The trick here is as you move forward to have consumers and the banks find some semblance of balance. If the banks believe in the consumer's ability to pay and set reasonable terms for mortgages and for equity loans and that the consumers have the capacity to pay. The people that I hold so guilty in all of this, the rating agencies, actually perform their function.

BAIER: So the calls that we saw before the election, largely we predicted tide to the election for foreclosures to continue to be frozen and for the effort to stop foreclosures, they'll come to an end?

WILLIAMS: No. That has stopped. You know, that was a response by the way from the administration to conservative calls to say this is un -- there is no excuse for this kind of interference in the market and it will slow our economic recovery.

BAIER: Charles?

CHARLES KRAUTHAMMER, SYNDICATED COLUMNIST: Look, it is an ironic and sad fact that the lower the prices go, the sooner they hit bottom and the sooner the market will clear, the sooner they'll be able to rebuild.

The administration out of a humane impulse had project called HAMP to help those who were going to lose their houses but unfortunately it's not been successful. The projections in midyear were that three out of every four people who were on this HAMP assistance would end up losing to the house anyway.         And it's a way of slowing down the market. I think the boil has to be lanced. It’s going to happen in 2011 and I think it will allow a recovery afterwards.
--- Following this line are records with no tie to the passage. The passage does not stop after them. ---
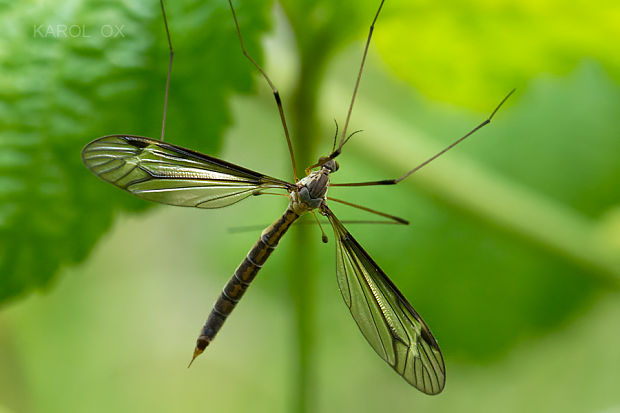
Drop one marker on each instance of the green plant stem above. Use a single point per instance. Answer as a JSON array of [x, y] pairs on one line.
[[302, 280]]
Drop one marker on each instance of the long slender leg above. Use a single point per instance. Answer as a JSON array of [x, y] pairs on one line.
[[276, 94], [163, 122], [357, 83], [397, 180], [373, 211]]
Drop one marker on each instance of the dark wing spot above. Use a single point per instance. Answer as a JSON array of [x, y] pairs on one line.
[[138, 143]]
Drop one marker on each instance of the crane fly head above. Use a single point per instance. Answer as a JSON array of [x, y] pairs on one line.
[[329, 163]]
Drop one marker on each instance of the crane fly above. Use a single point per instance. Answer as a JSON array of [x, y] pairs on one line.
[[169, 174]]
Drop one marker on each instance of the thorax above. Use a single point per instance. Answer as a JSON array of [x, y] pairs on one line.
[[311, 191]]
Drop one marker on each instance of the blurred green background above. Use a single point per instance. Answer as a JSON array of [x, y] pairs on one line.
[[512, 256]]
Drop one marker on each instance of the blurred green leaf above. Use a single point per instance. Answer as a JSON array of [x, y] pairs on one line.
[[468, 51], [74, 72], [506, 241]]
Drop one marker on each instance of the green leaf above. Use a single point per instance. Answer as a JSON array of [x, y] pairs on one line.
[[467, 52], [75, 72]]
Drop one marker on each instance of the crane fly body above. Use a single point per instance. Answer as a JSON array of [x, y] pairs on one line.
[[161, 172]]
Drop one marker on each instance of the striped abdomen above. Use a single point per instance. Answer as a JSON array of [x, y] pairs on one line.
[[243, 276]]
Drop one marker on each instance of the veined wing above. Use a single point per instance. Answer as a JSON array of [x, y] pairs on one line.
[[385, 317], [169, 174]]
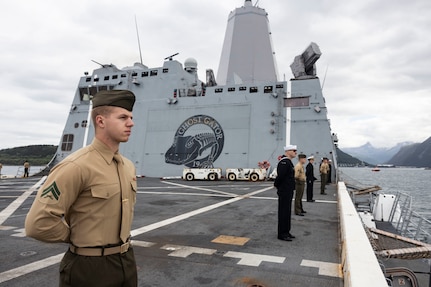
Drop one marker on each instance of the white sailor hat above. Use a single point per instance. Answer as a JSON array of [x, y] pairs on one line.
[[290, 147]]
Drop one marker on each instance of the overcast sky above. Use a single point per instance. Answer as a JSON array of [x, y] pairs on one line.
[[375, 63]]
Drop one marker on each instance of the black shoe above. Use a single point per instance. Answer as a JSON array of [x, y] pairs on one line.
[[285, 238]]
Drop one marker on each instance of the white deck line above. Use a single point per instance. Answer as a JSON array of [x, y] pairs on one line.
[[5, 213], [359, 263]]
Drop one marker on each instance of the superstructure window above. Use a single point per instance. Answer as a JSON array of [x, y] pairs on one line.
[[297, 102], [267, 89], [67, 142], [253, 89]]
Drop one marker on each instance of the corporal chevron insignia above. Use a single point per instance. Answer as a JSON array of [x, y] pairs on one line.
[[51, 192]]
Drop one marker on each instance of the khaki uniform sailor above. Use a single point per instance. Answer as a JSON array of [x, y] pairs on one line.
[[299, 185], [324, 170], [88, 201]]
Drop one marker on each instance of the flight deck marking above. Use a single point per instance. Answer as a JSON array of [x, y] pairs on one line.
[[4, 227], [20, 232], [325, 268], [186, 215], [183, 193], [200, 188], [141, 243], [250, 259], [20, 271], [5, 213], [234, 240], [184, 251], [31, 267]]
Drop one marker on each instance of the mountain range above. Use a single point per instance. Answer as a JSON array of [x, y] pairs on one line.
[[402, 154]]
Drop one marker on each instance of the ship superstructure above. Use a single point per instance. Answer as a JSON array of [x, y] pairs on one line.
[[238, 120]]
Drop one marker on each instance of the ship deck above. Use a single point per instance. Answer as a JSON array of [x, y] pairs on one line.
[[193, 234]]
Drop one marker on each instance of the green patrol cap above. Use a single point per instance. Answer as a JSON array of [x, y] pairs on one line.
[[116, 98]]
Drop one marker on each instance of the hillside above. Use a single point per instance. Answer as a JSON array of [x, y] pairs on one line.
[[35, 154], [345, 159], [373, 155], [418, 155]]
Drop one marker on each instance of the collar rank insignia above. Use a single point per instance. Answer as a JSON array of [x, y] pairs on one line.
[[51, 192]]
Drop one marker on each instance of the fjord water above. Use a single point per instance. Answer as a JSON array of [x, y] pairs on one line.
[[413, 181]]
But if you are losing the house and the family’s going to suffer, no consolation economically it's necessary.

BAIER: Especially because so many Americans put their value, their wealth into their home.
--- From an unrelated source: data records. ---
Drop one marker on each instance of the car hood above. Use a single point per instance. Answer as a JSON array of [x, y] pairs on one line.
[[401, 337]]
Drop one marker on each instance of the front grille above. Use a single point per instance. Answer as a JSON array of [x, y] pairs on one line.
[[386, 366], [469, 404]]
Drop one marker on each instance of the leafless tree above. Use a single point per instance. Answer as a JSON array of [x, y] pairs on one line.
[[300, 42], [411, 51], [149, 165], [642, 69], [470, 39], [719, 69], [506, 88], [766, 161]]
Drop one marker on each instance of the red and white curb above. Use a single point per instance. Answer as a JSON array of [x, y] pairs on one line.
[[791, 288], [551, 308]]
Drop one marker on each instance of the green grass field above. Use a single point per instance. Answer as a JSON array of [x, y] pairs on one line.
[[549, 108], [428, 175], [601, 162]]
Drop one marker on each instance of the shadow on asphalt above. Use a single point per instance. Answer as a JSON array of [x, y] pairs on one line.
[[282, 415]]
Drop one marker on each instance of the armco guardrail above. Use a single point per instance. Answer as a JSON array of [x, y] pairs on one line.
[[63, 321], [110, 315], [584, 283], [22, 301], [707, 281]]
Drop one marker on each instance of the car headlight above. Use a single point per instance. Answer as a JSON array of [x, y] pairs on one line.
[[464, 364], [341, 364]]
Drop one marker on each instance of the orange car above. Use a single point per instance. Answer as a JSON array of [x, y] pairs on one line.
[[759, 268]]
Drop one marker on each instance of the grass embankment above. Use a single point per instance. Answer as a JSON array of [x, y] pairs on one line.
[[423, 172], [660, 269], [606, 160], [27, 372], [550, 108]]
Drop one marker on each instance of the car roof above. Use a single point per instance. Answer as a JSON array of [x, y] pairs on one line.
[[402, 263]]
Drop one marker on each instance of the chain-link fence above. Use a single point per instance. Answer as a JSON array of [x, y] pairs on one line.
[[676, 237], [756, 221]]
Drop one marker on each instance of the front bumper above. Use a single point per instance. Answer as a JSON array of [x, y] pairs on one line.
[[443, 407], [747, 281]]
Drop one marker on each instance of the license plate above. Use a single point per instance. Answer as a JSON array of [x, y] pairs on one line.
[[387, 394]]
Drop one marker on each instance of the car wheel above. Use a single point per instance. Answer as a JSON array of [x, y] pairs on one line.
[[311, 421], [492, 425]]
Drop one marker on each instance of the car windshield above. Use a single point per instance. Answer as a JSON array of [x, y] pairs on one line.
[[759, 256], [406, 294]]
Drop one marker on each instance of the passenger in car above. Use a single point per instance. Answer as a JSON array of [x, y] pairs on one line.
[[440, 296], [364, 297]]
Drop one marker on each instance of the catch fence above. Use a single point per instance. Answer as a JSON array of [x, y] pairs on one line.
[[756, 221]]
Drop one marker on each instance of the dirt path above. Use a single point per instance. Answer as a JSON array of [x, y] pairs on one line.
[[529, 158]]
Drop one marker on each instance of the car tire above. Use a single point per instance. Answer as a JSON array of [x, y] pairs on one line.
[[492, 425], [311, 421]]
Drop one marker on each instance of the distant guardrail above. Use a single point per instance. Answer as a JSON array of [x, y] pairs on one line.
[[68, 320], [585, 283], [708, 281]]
GOLDBERG: No. The psychological role of housing is enormous, and there’s an argument that housing is still overvalued. To get to politics of this, it does tee up very nicely for the Republicans a series of important hearing on reforming Fannie Mae and Freddie Mac which are essentially insolvent if it weren't for the $150 bailout and they have $5 trillion of mortgages on their books. Their common shares of stock dropped 99 percent in value, and that was a direct result of policies, at least I would argue that came over the last few years led by Democrats. That argument needs to be had and hasn't happened in a proper way yet.